Industri perbankan Indonesia telah menjadi
industri yang hampir seluruh aspek kegiatannya diatur oleh pemerintah dan BI.
Regulasi tersebut menyebabkan kurangnya inisiatif perbankan. Tahun 1983
merupakan titik awal BI memberikan kebebasan kepada bank-bank untuk menetapkan
suku bunga, baik kredit maupun tabungan dan deposito. Tujuannya adalah untuk
membangun sistem perbankan yang sehat, efisien, dan tangguh. Kebijakan
selanjutnya merupakan titik balik dari kebijakan pemerintah dalam penertiban
perbankan tahun 1971-1972 dengan dikeluarkannya Paket Kebijakan Deregulasi
Perbankan 1988 (Pakto 88), yaitu kemudahan pemberian ijin usaha bank baru, ijin
pembukaan kantor cabang, dan pendirian Bank Perkreditan Rakyat (BPR).
Pada periode selanjutnya, perbankan
nasional mulai menghadapi masalah meningkatnya kredit macet. Hal ini sejalan
dengan meningkatnya pemberian kredit oleh perbankan terutama untuk sektor
properti. Keadaan ekonomi mulai memanas dan tingkat inflasi mulai bergerak
naik.
Ketika krisis moneter 1997 melanda,
struktur perbankan Indonesia porak poranda. Pada tanggal 1 November 1997,
dikeluarkan kebijakan pemerintah yang melikuidasi 16 bank swasta. Hal ini
mengakibatkan kepanikan di masyarakat. Oleh karena itu, Bank Indonesia turun
mengatasi keadaan dengan Bantuan Likuiditas Bank Indonesia (BLBI) atas dasar
kebijakan yang ditetapkan pemerintah. Selain itu, berbagai tindakan
restrukturisasi dijalankan oleh Bank Indonesia bersama pemerintah.
Sistem Pembayaran
Sistem pembayaran di Indonesia terbagi
menjadi dua, yaitu sistem pembayaran tunai dan non tunai. Dalam Undang-Undang
(UU) No. 11/1953 ditetapkan bahwa Bank Indonesia (BI) hanya mengeluarkan uang
kertas dengan nilai lima rupiah ke atas, sedangkan pemerintah berwenang
mengeluarkan uang kertas dan uang logam dalam pecahan di bawah lima rupiah.

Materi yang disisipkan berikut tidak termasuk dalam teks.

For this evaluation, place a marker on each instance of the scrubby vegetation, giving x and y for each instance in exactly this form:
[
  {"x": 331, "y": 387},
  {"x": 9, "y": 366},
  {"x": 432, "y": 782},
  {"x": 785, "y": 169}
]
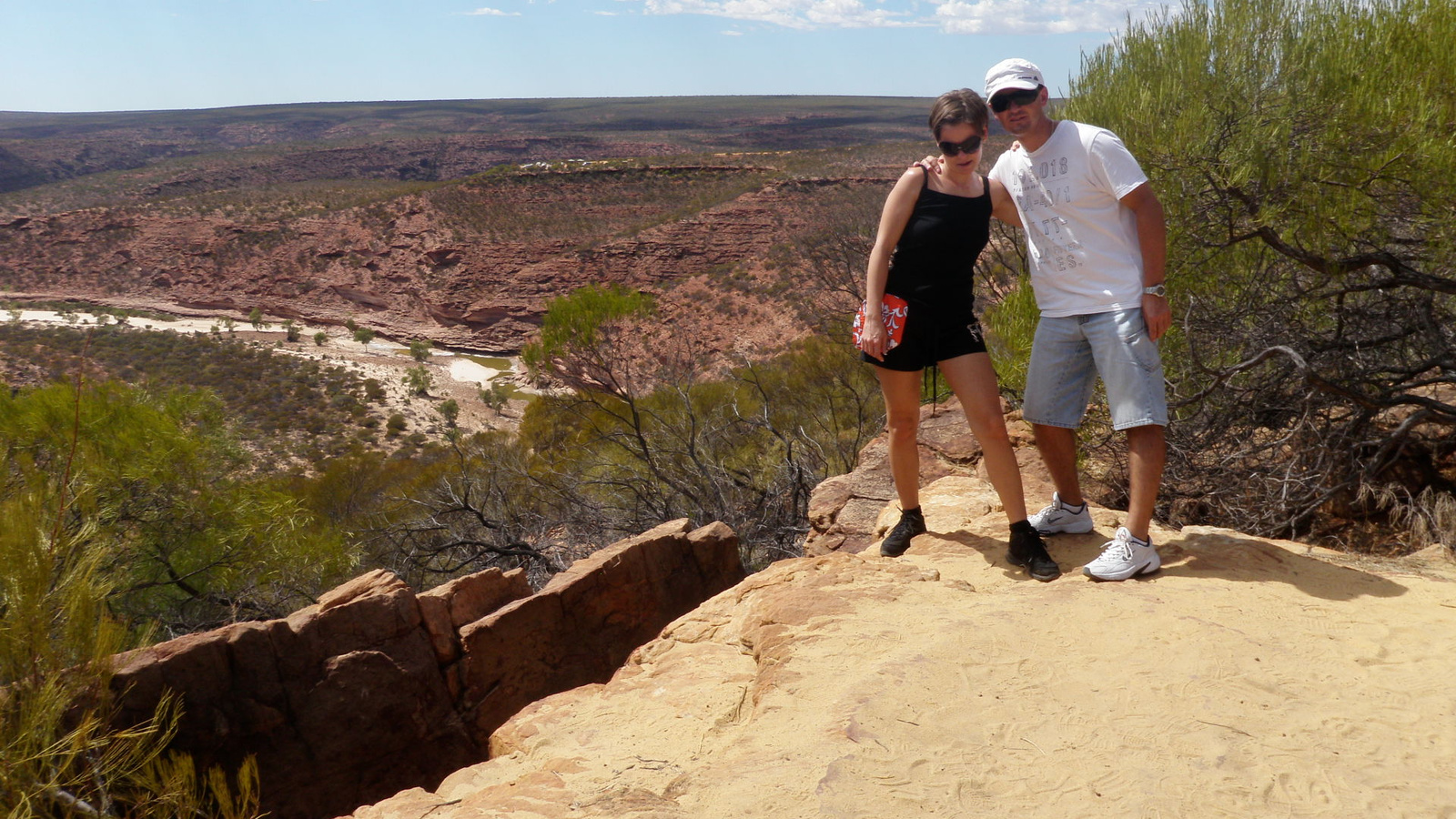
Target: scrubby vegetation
[{"x": 1312, "y": 368}]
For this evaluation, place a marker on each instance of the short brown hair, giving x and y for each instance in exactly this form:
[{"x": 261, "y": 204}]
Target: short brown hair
[{"x": 957, "y": 106}]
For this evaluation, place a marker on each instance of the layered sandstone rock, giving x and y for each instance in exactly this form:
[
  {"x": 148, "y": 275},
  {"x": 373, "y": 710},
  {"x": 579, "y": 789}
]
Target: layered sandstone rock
[
  {"x": 848, "y": 511},
  {"x": 376, "y": 688},
  {"x": 1249, "y": 678}
]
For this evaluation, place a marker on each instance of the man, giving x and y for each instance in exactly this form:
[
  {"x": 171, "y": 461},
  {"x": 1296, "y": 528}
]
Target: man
[{"x": 1097, "y": 242}]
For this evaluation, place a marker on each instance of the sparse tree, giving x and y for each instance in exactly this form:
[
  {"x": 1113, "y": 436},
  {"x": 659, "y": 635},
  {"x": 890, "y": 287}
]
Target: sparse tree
[
  {"x": 419, "y": 380},
  {"x": 450, "y": 411},
  {"x": 1302, "y": 152}
]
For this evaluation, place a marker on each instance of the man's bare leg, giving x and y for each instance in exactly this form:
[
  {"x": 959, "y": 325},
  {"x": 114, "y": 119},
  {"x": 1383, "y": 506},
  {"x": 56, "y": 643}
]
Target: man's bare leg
[{"x": 1147, "y": 453}]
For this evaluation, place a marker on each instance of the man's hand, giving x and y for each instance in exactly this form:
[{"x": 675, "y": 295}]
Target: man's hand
[
  {"x": 1157, "y": 315},
  {"x": 931, "y": 164}
]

Uang kertas pertama yang dikeluarkan oleh BI adalah uang kertas bertanda tahun
1952 dalam tujuh pecahan. Selanjutnya, berdasarkan UU No. 13/1968, BI mempunyai
hak tunggal untuk mengeluarkan uang kertas dan uang logam sebagai alat
pembayaran yang sah dalam semua pecahan. Sejak saat itu, pemerintah tidak lagi
menerbitkan uang kertas dan uang logam. Uang logam pertama yang dikeluarkan
oleh BI adalah emisi tahun 1970. Pada era 1990-an, BI mengeluarkan uang dalam
pecahan besar, yaitu Rp 20.000 (1992), Rp 50.000 (1993), dan Rp 100.000 (1999).
Hal itu dilakukan guna memenuhi kebutuhan uang pecahan besar seiring dengan
perkembangan ekonomi yang tengah berlangsung saat itu.
Sementara itu, dalam bidang pembayaran non
tunai, BI telah memulai langkahnya dengan menetapkan diri sebagai kantor
perhitungan sentral menjelang akhir tahun 1954. Sebagai bank sentral, sejak
awal BI telah berupaya keras dalam pengawasan dan penyehatan sistem pembayaran
giral. BI juga terus berusaha untuk menyempurnakan berbagai sistem pembayaran
giral dalam negeri dan luar negeri. Pada periode 1980 sampai dengan 1990-an,
pertumbuhan ekonomi semakin membaik dan volume transaksi pembayaran non tunai
juga semakin meningkat. Oleh karena itu, BI mulai menggunakan sistem yang lebih
efektif dan canggih dalam penyelesaian transaksi pembayaran non tunai. Berbagai
sistem seperti Semi Otomasi Kliring Lokal (SOKL) dengan basis personal computer
dan Sistem Transfer Dana Antar Kantor Terotomasi dan Terintegrasi (SAKTI)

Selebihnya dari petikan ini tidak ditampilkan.